Werner Holzer

Personal information
- Born: September 23, 1937 Chicago, Illinois, U.S.
- Died: October 29, 2018 (aged 81) Fallbrook, California, U.S.

Sport
- Country: United States
- Sport: Wrestling
- Events: Greco-Roman, Freestyle and Folkstyle
- College team: Illinois
- Club: Mayor Daley Youth Foundation
- Team: USA

Medal record
Collegiate Wrestling
Representing the Illinois Fighting Illini
NCAA Championships
| Bronze medal – third place | 1957 Pittsburgh | 147 lb |

= Werner Holzer =

American wrestler (1937–2018)

Werner Holzer (September 23, 1937 - October 29, 2018) was an American wrestler.

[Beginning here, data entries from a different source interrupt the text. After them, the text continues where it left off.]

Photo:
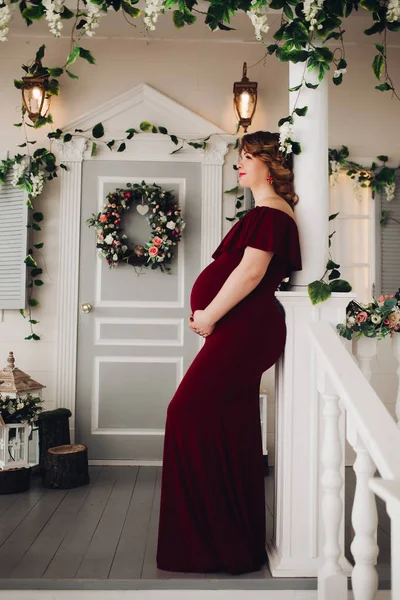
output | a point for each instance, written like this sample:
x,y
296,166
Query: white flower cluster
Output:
x,y
285,133
393,11
94,12
5,16
54,9
18,171
390,190
259,21
310,10
356,186
335,168
37,184
152,11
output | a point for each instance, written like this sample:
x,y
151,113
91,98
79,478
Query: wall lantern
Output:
x,y
245,99
36,100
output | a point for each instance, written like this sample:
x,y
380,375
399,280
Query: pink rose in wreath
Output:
x,y
362,317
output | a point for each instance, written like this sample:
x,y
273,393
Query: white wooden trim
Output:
x,y
102,341
95,404
73,153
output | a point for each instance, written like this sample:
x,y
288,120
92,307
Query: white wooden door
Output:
x,y
134,346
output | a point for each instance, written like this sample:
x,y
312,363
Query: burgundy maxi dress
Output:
x,y
212,514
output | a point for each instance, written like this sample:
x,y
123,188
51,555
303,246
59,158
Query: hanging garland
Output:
x,y
164,219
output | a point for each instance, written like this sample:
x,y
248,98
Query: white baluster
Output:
x,y
396,352
366,352
364,518
332,582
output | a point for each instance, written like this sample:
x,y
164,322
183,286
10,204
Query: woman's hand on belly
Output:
x,y
200,323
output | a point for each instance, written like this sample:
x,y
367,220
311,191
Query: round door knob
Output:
x,y
86,308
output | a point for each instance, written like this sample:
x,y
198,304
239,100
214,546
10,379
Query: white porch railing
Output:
x,y
375,438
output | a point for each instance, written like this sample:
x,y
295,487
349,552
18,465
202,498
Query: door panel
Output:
x,y
134,345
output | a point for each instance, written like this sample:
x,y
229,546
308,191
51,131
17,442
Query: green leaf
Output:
x,y
377,65
72,75
318,291
131,132
332,265
30,261
295,88
73,56
33,13
383,87
98,130
87,55
131,10
340,285
145,126
301,112
335,274
40,53
56,72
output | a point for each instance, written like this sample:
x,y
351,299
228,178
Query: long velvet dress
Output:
x,y
212,514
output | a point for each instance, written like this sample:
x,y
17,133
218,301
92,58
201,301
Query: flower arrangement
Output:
x,y
379,318
164,219
20,410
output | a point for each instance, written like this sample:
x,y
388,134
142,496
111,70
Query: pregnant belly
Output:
x,y
212,278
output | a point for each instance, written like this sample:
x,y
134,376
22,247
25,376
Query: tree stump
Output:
x,y
53,428
65,467
14,481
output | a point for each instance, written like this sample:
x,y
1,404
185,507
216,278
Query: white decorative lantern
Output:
x,y
14,437
14,446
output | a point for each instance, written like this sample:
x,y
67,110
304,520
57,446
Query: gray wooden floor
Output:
x,y
104,535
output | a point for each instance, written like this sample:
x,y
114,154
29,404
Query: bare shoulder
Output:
x,y
282,205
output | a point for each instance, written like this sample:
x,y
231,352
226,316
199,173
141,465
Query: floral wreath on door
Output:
x,y
164,218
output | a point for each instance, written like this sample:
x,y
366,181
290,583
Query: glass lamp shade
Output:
x,y
244,99
35,98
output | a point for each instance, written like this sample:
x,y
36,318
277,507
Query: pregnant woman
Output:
x,y
212,514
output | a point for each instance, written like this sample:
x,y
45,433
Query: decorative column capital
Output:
x,y
71,151
214,153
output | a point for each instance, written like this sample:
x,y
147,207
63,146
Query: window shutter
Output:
x,y
13,245
390,244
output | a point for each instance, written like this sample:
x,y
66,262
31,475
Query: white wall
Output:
x,y
199,75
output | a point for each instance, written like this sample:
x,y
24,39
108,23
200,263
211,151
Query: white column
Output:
x,y
396,352
297,548
70,154
332,582
364,518
211,219
311,173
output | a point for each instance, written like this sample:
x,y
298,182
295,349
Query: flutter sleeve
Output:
x,y
272,229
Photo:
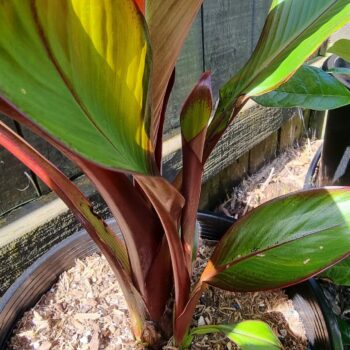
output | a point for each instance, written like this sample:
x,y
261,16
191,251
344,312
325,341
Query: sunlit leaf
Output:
x,y
80,70
248,335
339,71
169,23
283,242
311,88
339,274
341,48
292,32
344,328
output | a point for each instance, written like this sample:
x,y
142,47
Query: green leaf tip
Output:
x,y
311,88
197,109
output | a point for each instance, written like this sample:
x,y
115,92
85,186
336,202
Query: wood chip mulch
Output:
x,y
86,310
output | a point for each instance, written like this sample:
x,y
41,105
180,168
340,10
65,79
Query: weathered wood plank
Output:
x,y
16,185
263,152
20,253
291,132
260,11
227,29
188,70
52,154
218,187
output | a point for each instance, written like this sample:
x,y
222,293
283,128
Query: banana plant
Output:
x,y
93,78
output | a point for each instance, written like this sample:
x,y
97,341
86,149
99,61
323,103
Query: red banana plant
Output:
x,y
93,78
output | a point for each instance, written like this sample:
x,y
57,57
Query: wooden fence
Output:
x,y
221,40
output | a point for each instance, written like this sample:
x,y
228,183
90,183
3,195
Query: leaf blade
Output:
x,y
175,18
84,92
341,48
310,234
310,88
339,274
293,31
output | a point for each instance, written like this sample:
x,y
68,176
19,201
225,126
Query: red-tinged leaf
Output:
x,y
159,145
283,242
194,119
183,321
141,230
168,203
106,240
169,23
196,110
91,91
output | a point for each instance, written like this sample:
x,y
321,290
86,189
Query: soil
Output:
x,y
85,310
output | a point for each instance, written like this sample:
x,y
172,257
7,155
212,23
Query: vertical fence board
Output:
x,y
15,186
227,28
188,69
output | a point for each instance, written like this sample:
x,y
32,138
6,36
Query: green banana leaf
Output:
x,y
311,88
283,242
80,70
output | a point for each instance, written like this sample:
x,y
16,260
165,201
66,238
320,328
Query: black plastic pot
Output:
x,y
36,280
335,160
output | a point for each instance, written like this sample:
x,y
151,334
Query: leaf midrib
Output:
x,y
65,80
283,48
226,266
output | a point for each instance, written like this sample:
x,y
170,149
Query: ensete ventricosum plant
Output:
x,y
93,78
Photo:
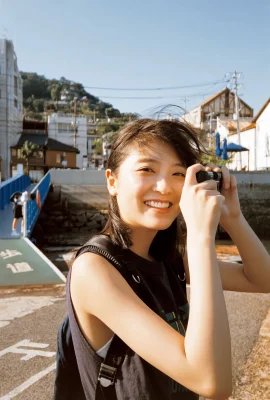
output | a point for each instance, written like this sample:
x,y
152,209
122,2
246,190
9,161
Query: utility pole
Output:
x,y
75,121
185,100
210,115
235,77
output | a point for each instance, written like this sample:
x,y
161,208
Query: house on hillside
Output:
x,y
221,105
50,154
256,138
73,132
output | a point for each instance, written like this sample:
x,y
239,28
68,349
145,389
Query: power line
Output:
x,y
159,88
141,89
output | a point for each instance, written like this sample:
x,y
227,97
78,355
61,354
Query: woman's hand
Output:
x,y
201,204
231,208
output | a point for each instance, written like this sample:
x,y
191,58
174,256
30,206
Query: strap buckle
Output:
x,y
107,375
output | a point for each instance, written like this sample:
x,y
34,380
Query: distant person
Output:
x,y
18,199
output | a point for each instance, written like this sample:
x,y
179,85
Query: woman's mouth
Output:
x,y
158,204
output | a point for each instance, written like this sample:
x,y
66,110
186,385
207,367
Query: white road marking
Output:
x,y
28,353
17,307
29,382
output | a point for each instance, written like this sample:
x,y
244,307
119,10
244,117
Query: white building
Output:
x,y
256,138
11,103
65,129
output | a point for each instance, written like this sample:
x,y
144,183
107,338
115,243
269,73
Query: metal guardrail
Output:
x,y
16,184
32,210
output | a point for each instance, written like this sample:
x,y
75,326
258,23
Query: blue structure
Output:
x,y
17,184
218,151
32,210
224,155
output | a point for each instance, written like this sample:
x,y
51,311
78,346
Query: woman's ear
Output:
x,y
111,182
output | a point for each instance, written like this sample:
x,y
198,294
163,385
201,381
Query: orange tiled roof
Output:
x,y
261,110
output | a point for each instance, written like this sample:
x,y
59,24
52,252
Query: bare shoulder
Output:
x,y
93,280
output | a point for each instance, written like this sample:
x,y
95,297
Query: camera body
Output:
x,y
202,176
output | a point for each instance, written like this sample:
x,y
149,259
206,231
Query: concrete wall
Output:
x,y
87,189
10,103
77,177
51,158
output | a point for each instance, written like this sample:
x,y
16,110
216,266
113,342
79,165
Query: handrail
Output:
x,y
32,210
16,184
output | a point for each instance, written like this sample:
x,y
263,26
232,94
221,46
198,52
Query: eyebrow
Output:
x,y
142,160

He competed in the men's Greco-Roman 70 kg at the 1968 Summer Olympics. He also was a two-time U.S. freestyle World Team member and competed at the 1966 and 1967 World Championships. In college, Holzer wrestled at the University of Illinois Urbana-Champaign, where he was an NCAA wrestling All-American.

Holzer would later play a key role in establishing the U.S. Wrestling Federation, serving as the first President, and helped launch kids, junior and adult wrestling programs across the state of Illinois. In 1993, he was inducted into the National Wrestling Hall of Fame as a Distinguished Member.